Triple-Z/AVX-AVX2-Example-Code

Compiler optimization will discard SIMD extension flags if CPU doesn't support them

Closed this issue · 1 comments

rilysh commented

Bringing #1

In the makefile, there's -O flag specified. For an x86 CPU that doesn't support AVX and AVX2 instruction set with GCC's optimization flag enabled, the compiler will fall back and will not use these instructions, thus on runtime the program will not throw any "illegal instruction" error.

Both GCC and Clang do the same.
Example

#include <immintrin.h>
#include <stdio.h>

int main()
{
    __m256i v0 = _mm256_set1_epi8(10);
    __m256i v1 = _mm256_set1_epi8(10);
    __m256i r = _mm256_add_epi8(v0, v1);
    
    printf("%d", (char *)&r[0]);
}

For example with AVX2:
With gcc main.c -mavx2 creates an unoptimized binary output.

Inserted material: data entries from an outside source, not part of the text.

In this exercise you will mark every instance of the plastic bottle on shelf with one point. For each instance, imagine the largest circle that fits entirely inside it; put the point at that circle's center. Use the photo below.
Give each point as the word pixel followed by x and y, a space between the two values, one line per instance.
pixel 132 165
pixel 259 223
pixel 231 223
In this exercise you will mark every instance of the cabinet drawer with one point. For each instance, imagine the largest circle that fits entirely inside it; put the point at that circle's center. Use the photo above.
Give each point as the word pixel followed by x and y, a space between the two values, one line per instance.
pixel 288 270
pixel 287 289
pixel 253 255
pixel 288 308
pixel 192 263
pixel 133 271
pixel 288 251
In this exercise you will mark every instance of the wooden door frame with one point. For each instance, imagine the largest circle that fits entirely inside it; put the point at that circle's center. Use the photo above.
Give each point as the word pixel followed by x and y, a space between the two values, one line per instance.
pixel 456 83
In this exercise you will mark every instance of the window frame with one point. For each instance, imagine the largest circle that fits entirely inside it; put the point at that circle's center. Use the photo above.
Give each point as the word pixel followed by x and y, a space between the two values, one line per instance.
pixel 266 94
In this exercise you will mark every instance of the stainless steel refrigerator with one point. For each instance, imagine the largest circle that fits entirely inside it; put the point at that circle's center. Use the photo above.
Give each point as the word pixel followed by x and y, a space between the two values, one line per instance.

Now if the CPU doesn't support AVX2, the program will return an illegal instruction error. However, here every program is compiled with optimization (-O) flag, and now GCC checks if the CPU has AVX2 support and if not GCC generates an output binary that doesn't have AVX2 support.

Removing -O flag from makefiles actually can give real results. Otherwise the output value might not actually be what a user thinks.

Thanks for your advice, maybe I will file a PR later.